The Devil's Bones

“Very eco-friendly of you, pig,” said Miranda.

 

“That’s ‘Officer Pig’ to you,” said Art pleasantly. Like me, he’d long since learned to enjoy Miranda’s sarcasm, since it was tempered by forensic smarts, a tireless work ethic, and a big heart. Besides, Art had an equally sizable streak of smart-ass himself. His East Tennessee roots had infused him with a down-home sense of fun. His three decades of crime-scene and crime-lab experience—he was the Knoxville Police Department’s senior criminalist—had added a dark, gallows topspin to the hillbilly humor. Working with Art practically guaranteed a Leno-like monologue of deadpan jokes about murders, suicides, and extreme fingerprinting techniques. (“Give me a hand, Bill,” he’d once said at a crime scene; he was asking me to amputate a murder victim’s right hand so he could rush it to the lab for fingerprinting.) To someone unaccustomed to daily doses of death and brutality, our humor might have sounded shocking, but Art—like Miranda, and like me—took his work seriously. It was only himself and his colleagues he took lightly.

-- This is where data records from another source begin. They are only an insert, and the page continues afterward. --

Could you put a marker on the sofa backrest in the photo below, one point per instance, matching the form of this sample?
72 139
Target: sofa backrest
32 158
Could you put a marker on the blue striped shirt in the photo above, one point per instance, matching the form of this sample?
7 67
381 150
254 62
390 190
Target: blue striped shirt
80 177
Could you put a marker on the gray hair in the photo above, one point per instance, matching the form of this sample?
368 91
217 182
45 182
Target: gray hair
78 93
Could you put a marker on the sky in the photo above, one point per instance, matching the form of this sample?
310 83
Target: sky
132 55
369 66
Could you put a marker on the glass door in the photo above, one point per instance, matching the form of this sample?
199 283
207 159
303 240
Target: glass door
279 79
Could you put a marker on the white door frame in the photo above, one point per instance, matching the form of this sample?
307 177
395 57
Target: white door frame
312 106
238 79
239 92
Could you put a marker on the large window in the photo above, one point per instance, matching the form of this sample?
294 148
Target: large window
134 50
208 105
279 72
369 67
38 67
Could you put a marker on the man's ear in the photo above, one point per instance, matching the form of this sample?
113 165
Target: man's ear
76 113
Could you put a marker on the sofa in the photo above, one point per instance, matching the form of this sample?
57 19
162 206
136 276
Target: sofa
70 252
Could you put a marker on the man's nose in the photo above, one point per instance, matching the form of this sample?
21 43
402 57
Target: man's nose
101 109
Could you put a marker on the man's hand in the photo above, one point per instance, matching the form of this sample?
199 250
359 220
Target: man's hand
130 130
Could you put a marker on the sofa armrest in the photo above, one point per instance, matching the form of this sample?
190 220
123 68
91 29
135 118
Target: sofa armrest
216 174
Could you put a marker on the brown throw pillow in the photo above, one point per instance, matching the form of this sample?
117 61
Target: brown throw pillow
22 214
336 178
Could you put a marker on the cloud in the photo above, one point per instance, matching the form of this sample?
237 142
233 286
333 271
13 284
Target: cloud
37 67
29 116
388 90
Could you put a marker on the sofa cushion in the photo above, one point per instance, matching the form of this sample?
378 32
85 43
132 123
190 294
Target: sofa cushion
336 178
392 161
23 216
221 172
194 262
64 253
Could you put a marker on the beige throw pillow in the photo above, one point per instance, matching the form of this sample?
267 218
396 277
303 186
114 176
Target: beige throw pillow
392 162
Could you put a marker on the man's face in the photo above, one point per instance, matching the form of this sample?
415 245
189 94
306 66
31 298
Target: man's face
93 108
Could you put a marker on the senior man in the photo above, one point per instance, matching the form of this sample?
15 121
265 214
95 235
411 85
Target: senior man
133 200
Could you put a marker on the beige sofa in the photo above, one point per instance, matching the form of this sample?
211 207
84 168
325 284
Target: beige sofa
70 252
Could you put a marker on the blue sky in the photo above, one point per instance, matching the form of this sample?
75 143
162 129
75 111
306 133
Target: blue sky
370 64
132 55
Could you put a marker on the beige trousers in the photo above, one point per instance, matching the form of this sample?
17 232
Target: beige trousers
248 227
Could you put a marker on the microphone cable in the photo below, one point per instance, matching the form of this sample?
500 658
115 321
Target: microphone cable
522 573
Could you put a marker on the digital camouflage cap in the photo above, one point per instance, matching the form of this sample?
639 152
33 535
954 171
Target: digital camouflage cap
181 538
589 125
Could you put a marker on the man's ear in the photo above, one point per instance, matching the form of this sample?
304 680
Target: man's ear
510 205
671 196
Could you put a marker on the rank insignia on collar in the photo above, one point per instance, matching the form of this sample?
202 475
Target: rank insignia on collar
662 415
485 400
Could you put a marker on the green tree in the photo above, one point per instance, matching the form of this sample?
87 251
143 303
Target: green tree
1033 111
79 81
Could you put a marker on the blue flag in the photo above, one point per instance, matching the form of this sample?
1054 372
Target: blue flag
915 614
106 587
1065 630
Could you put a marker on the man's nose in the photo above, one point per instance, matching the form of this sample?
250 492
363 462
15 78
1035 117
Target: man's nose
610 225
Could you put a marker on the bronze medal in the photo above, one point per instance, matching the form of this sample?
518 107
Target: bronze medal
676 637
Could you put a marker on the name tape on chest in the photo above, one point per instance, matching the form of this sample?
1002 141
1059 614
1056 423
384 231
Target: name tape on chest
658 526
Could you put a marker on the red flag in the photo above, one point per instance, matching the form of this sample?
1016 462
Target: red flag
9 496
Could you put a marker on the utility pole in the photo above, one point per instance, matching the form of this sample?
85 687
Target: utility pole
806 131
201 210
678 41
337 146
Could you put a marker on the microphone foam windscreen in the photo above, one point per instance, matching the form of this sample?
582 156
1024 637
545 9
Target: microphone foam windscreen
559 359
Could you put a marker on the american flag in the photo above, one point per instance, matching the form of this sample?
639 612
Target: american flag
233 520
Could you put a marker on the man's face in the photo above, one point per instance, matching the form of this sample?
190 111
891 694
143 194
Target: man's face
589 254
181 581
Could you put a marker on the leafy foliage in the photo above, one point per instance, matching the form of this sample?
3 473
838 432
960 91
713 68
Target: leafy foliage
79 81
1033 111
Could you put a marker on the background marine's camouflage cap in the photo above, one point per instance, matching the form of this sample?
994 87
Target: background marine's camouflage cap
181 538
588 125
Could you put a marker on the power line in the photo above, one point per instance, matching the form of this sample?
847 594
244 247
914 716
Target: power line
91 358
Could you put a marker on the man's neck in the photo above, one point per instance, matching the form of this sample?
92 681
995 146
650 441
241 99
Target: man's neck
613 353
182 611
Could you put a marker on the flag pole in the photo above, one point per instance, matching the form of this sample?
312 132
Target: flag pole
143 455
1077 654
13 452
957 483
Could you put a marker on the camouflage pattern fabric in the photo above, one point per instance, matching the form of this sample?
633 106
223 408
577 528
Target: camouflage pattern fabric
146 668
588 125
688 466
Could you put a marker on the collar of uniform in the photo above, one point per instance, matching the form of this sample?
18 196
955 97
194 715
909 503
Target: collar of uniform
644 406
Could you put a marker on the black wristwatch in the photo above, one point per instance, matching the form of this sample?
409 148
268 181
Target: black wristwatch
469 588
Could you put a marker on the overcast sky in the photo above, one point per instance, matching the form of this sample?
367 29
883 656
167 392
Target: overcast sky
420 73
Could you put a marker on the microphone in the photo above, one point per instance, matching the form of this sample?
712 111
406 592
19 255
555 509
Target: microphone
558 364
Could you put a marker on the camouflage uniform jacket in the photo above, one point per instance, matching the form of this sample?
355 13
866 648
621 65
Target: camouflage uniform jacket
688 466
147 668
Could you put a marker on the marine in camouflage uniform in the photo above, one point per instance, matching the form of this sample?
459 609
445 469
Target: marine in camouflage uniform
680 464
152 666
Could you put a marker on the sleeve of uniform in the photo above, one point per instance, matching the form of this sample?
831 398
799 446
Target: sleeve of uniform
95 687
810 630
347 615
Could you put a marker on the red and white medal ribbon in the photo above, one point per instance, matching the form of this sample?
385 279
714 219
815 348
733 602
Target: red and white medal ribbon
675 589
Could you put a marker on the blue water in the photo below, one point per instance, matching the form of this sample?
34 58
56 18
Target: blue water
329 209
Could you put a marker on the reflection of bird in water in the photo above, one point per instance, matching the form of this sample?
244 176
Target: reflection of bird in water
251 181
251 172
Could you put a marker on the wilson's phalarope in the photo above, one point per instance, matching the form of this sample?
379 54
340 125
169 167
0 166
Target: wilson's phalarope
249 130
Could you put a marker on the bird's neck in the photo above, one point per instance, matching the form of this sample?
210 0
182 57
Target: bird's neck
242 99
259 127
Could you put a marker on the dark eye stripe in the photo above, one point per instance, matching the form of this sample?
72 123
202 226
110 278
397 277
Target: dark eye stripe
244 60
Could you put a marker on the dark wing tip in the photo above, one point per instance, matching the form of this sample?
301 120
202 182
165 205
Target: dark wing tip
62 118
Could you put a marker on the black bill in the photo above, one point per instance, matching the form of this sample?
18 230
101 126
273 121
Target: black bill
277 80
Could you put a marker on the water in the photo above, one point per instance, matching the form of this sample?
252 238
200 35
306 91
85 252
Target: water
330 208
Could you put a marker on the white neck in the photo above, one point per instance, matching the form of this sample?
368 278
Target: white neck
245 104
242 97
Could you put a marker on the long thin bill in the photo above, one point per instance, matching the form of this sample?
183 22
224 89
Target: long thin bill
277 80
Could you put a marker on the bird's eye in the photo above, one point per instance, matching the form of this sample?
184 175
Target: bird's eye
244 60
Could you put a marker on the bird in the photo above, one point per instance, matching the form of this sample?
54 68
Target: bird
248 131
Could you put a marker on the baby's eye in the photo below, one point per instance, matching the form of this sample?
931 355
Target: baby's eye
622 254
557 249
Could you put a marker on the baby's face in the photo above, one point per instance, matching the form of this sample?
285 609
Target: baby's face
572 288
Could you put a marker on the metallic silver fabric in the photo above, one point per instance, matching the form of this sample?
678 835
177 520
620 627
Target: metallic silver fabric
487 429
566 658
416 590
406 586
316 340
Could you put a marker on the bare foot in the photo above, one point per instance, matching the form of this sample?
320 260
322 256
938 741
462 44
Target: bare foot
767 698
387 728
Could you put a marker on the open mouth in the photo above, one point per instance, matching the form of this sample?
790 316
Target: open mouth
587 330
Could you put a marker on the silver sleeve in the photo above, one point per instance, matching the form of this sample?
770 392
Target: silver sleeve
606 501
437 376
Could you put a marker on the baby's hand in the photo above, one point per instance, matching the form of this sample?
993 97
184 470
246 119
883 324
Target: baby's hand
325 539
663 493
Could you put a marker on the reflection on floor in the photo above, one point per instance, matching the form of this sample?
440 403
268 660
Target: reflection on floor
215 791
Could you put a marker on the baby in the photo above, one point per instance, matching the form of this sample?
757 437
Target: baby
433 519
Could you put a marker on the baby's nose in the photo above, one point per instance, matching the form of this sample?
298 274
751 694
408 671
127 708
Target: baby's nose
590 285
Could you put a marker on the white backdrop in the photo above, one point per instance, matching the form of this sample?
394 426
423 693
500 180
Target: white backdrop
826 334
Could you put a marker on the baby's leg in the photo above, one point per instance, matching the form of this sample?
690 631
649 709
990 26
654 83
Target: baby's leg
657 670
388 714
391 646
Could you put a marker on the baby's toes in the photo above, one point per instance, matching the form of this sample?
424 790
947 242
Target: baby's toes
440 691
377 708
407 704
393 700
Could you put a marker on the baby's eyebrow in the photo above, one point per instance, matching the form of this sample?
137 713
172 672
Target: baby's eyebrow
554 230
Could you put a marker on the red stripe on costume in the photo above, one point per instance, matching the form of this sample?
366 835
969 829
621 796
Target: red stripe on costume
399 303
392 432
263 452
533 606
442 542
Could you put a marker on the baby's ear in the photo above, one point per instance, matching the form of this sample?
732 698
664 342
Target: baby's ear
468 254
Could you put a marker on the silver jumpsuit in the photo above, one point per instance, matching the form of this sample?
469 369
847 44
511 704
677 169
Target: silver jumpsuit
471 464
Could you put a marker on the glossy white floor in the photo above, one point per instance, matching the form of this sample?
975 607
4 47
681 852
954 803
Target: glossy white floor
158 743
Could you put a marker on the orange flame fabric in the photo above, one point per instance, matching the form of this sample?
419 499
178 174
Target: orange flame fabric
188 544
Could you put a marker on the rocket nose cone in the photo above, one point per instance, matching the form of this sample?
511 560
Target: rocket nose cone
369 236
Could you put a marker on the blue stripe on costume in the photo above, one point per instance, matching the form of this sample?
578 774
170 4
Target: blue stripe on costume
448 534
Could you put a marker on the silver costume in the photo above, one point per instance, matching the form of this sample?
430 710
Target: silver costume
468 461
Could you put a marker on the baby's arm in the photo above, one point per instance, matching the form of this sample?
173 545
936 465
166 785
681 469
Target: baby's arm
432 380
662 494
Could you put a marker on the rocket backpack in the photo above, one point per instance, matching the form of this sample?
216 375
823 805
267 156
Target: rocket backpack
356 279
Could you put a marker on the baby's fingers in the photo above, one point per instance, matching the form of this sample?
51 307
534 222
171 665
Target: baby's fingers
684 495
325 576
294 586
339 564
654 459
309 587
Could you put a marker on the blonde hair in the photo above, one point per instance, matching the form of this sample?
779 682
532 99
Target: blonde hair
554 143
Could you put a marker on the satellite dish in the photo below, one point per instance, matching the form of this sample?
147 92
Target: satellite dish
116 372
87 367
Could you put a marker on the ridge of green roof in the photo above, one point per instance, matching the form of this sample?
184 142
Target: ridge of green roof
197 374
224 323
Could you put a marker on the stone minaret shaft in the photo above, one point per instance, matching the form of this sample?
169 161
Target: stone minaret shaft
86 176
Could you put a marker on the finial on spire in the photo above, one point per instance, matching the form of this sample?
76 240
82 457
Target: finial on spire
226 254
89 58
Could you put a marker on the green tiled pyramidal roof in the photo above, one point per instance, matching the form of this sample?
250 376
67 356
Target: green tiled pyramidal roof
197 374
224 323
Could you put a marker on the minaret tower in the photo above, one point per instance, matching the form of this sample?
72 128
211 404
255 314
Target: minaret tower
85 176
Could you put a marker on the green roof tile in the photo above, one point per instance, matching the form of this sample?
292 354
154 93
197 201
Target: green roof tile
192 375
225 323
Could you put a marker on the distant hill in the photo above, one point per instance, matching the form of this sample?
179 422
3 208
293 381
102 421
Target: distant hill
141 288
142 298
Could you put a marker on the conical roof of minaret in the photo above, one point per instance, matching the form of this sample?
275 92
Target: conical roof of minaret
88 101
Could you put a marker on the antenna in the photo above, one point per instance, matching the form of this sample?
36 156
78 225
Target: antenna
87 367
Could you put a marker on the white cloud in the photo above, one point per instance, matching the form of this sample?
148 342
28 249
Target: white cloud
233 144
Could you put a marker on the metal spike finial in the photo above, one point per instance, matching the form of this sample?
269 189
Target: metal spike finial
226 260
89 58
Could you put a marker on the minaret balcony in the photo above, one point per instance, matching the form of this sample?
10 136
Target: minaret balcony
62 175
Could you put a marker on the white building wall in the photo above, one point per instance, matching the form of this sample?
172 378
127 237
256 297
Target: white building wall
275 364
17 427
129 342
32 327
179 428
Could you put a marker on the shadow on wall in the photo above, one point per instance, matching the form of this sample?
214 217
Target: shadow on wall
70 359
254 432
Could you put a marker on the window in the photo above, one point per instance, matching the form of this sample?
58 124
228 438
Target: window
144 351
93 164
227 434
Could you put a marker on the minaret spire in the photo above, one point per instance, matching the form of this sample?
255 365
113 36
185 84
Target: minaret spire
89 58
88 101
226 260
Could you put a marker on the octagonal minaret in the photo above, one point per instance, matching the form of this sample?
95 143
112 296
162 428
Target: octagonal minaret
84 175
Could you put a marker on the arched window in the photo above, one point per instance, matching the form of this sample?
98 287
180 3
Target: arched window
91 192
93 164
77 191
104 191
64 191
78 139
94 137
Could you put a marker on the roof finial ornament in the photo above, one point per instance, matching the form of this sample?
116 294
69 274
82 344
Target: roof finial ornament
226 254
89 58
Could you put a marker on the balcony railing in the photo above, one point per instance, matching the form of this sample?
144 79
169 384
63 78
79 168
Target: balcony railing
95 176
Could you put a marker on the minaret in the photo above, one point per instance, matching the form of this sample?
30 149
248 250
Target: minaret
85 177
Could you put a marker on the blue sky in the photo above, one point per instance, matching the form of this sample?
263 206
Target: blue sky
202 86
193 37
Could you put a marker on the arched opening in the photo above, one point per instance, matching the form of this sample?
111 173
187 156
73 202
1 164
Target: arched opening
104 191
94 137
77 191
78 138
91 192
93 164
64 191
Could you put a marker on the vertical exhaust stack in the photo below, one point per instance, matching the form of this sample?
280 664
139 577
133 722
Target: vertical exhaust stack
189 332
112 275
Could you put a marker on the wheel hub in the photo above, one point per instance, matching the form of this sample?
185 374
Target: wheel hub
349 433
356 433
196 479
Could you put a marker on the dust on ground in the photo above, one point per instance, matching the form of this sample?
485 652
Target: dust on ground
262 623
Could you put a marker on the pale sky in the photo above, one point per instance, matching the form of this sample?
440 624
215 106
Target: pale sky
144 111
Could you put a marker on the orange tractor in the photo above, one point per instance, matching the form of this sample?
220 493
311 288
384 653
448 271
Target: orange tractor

It made the bleakness bearable.

 

“Okay,” I said, “we’ve got both bodies in position, we’ve got an amputated leg in each backseat, we’ve poured two gallons of gasoline into both passenger compartments, we’ve hosed down the area till it’s the only patch of mud within a hundred miles, and we’ve got the water truck standing by with another five hundred gallons just in case. Anything I’ve forgotten?”

 

“You’ve forgotten to explain why it is we had to wait till my bedtime to get started,” said Art. “It’s not like the night’s all nice and cool for us. It’s still ninety, easy, and if that moon burns off some of this haze, it could get back up to ninety-five here pretty soon.”

 

“It’s not the heat,” I said to Miranda, “it’s the stupidity. You want to explain it to Sherlock here?”

 

“Sure, boss,” she said. “I live to serve.” She turned to Art.

 

“Our primary objective, of course, is to incinerate all the soft tissue, so we end up with nothing but burned bones—comparable to the ones in the case you’re working.”

 

“I understand that,” said Art, “and I do appreciate it. No, really. But don’t dem bones burn just as good in the daytime as they do in the dark? Or is there something you osteologist types know that we mere mortals are not privy to?”

 

“Many things, grasshopper,” said Miranda. “The bodies and bones burn just as well in the daytime, but they don’t photograph near as well, and we want to document the process in detail.” She pointed to the four tripods and digital video cameras we’d set up beside the vehicles. One camera was aimed through each vehicle’s windshield, another through each driver’s window. “If we did this during the day, the video would show nothing but smoke. Lit from the outside, by the sun, the smoke steals the show. Lit from within, by the flame, the tissue shows up clear as a bell while it burns away.”

 

“I knew that,” said Art.

 

“I know you knew,” said Miranda. “You were just checking to make sure I did. Right?”

 

“Right.” Despite the slight grumbling about the late start, I knew that Art was glad to be out here, rather than bent over a computer screen swapping chat messages with pedophiles. Six months earlier he’d been given the unenviable assignment of creating the Internet Crimes Against Children Task Force, dedicated to ferreting out sexual predators who trolled the Web for young victims. Since then he’d spent countless hours posing as “Tiffany,” a fourteen-year-old girl who loved to chat online. Although Art took pride in catching and arresting the sort of men who preyed on the Tiffanys of this world, he found the work sad, stressful, and dispiriting. So getting permission to work even one old-fashioned murder case—something he found wholesome by comparison to pedophilia—was a welcome break for him.

 

“Okay, you two,” I said, “a little less conversation, a little more incineration.”

 

Miranda fished around in a pocket of her jumpsuit. “Rock and roll,” she said. She flicked a disposable lighter, and a jet of flame appeared at the tip. She swayed like a drunk or a stoner, waving the lighter, and sang, “SMOKE on the WA-ter, a FIE-uhr IN the sky-y.”

 

I laughed. “Aren’t you a little young to know that song, missy? That’s from back in my heyday.”

 

“My grandpa used to play it on the Victrola,” she said, “whenever he grilled up a woolly mammoth he’d clubbed.” She grinned, and her teeth shone golden in the glow of the flame.

 

“Very funny,” I said. “Remind me to laugh on the way back to the old folks’ home.”